A publishing partnership

The following article is Open access

AstroLLaMA-Chat: Scaling AstroLLaMA with Conversational and Diverse Datasets

, , , , , , , , , , , , , , and

Published January 2024 © 2024. The Author(s). Published by the American Astronomical Society.
, , Citation Ernest Perkowski et al 2024 Res. Notes AAS 8 7 DOI 10.3847/2515-5172/ad1abe

2515-5172/8/1/7

Abstract

We explore the potential of enhancing LLM performance in astronomy-focused question-answering through targeted, continual pre-training. By employing a compact 7B-parameter LLaMA-2 model and focusing exclusively on a curated set of astronomy corpora—comprising abstracts, introductions, and conclusions—we achieve notable improvements in specialized topic comprehension. While general LLMs like GPT-4 excel in broader question-answering scenarios due to superior reasoning capabilities, our findings suggest that continual pre-training with limited resources can still enhance model performance on specialized topics. Additionally, we present an extension of AstroLLaMA: the fine-tuning of the 7B LLaMA model on a domain-specific conversational data set, culminating in the release of the chat-enabled AstroLLaMA for community use. Comprehensive quantitative benchmarking is currently in progress and will be detailed in an upcoming full paper. The model, AstroLLaMA-Chat, is now available at https://huggingface.co/universeTBD, providing the first open-source conversational AI tool tailored for the astronomy community.
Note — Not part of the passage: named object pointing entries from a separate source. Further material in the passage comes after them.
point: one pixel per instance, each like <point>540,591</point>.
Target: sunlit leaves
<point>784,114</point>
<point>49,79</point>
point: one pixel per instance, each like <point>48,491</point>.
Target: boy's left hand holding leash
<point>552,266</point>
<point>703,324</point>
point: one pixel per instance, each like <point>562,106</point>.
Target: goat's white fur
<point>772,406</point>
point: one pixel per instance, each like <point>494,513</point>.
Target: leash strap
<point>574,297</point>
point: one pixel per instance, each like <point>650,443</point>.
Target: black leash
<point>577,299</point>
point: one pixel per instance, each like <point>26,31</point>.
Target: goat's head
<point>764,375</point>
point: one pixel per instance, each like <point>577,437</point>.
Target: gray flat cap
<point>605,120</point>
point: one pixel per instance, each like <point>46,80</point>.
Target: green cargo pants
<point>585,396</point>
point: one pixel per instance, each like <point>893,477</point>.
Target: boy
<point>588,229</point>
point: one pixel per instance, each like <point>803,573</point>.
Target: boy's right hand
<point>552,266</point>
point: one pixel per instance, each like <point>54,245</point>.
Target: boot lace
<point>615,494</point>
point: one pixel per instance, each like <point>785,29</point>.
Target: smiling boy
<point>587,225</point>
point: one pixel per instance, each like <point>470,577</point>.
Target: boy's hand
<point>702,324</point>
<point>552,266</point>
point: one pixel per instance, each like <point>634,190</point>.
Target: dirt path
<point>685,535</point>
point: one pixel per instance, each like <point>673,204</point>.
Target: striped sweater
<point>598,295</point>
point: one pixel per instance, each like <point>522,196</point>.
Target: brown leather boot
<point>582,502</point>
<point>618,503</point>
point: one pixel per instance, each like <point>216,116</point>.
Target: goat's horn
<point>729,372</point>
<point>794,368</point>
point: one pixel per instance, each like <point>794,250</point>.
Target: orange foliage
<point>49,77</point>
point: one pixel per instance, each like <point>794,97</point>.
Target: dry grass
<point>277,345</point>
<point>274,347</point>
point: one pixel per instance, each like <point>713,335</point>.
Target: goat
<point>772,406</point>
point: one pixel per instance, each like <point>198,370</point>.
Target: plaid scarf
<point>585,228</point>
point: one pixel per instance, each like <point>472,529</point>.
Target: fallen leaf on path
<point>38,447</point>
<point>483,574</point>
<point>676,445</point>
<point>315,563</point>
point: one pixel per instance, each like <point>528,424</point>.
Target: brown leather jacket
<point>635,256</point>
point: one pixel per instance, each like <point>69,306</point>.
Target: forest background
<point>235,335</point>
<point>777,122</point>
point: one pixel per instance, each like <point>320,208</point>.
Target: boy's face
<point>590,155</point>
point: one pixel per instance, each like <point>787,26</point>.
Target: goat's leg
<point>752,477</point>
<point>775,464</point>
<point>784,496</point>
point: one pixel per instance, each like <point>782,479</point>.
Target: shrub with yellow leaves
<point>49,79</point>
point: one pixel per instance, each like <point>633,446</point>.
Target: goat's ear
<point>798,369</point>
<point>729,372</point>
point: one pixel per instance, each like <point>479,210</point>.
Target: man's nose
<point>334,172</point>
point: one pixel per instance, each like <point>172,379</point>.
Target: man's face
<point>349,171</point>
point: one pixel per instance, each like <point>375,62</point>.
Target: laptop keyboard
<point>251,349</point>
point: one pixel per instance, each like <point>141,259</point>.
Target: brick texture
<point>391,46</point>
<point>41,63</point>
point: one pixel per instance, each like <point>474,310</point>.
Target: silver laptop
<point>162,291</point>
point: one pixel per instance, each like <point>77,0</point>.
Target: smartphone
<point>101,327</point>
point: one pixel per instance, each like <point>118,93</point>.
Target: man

Export citation and abstract BibTeX RIS

Original content from this work may be used under the terms of the Creative Commons Attribution 4.0 licence. Any further distribution of this work must maintain attribution to the author(s) and the title of the work, journal citation and DOI.

1. Motivation

Large Language Models (LLMs) have demonstrated exceptional capabilities across a wide range of tasks, covering both general and specialized domains, as evidenced by models like GPT and LLaMA (Radford et al. 2019; Brown et al. 2020; Touvron et al. 2023a, 2023b). Despite their impressive achievements, these models face notable challenges in highly specialized fields such as astronomy, particularly in keeping abreast of the latest field developments. This limitation arises from two primary factors: first, LLMs' propensity to align with general concepts restricts their capacity for providing detailed, nuanced responses in question-answering scenarios; second, infrequent updates to their training data sets result in a delay in assimilating recent astronomical advancements.

2. AstroLLaMA-Chat

Building upon our earlier initiative, AstroLLaMA (Nguyen et al. 2023), a pioneering LLM tailored for astronomy, we identified that while AstroLLaMA excelled in abstract completion, its ability in question-answering is still wanting. To enhance this, we introduce AstroLLaMA-Chat, an advanced version of AstroLLaMA. This new iteration broadens the training scope to include introductions and conclusions of papers up to 2023 July, along with their abstracts. After training on the enriched data set, we further fine-tuned AstroLLaMA-Chat on domain-specific question-answer pairs generated from GPT-4 (OpenAI 2023) based on abstracts of 300,000 arXiv papers, where GPT-4 first formulates pertinent questions from those abstracts and then answers these questions by retrieving context-relevant information from the same paragraph. A typical QA sample is as follows: Q: What is the refined planet-to-star radius ratio for HD 149026? A: The refined planet-to-star radius ratio for HD 149026 is R_p/R_star=0.0491{o+0.0018}. We created 10,356 samples in this fashion and integrated additional open-source data sets, including the LIMA data set (Zhou et al. 2023), 10,000 samples from Open Orca (Lian et al. 2023; Longpre et al. 2023; Mukherjee et al. 2023), and 10,000 samples from UltraChat (Ding et al. 2023).

3. Training

We executed fine-tuning on the LLaMA-2 models using the LMFlow LLM-training framework (Diao et al. 2023), incorporating advanced techniques like Flash Attention (Dao et al. 2022; Dao 2023) and ZeRO Optimization (Rajbhandari et al. 2020). This approach led to a significant efficiency gain: LMFlow reduced the time cost for training AstroLLaMA (Nguyen et al. 2023) by approximately fivefold. When training AstroLLaMA-Chat, despite the expanded data set, LMFlow required only about twelve A100 GPU days. Our hyperparameters for domain-specific training included a peak learning rate of η = 10−5, a batch size of 32, a maximum token length of 2048, a warmup ratio of 0.03, two gradient accumulation steps, and the use of the fp16 format, while the downstream chat training shares a similar set of hyperparameters except for learning rate η = 2 × 10−5 and batch size 64. We opted for a cosine learning rate (Loshchilov & Hutter 2016), as empirical evidence suggested it enhanced model performance for our specific tasks. While we are releasing the 7b conversational model, our team has also trained a more substantial 70b version, which is plan to be released in an upcoming full paper.

4. Discussion

A question naturally arises in the era of versatile and powerful large language models: Is there merit to developing specialized chatbots? Our findings indicate that general-purpose models such as GPT-4 and, to some extent, LLaMA-2, demonstrate robust reasoning and a good general understanding of astronomy. This suggests that with strategic prompting and engineering, existing large language models can serve as effective tools in this domain.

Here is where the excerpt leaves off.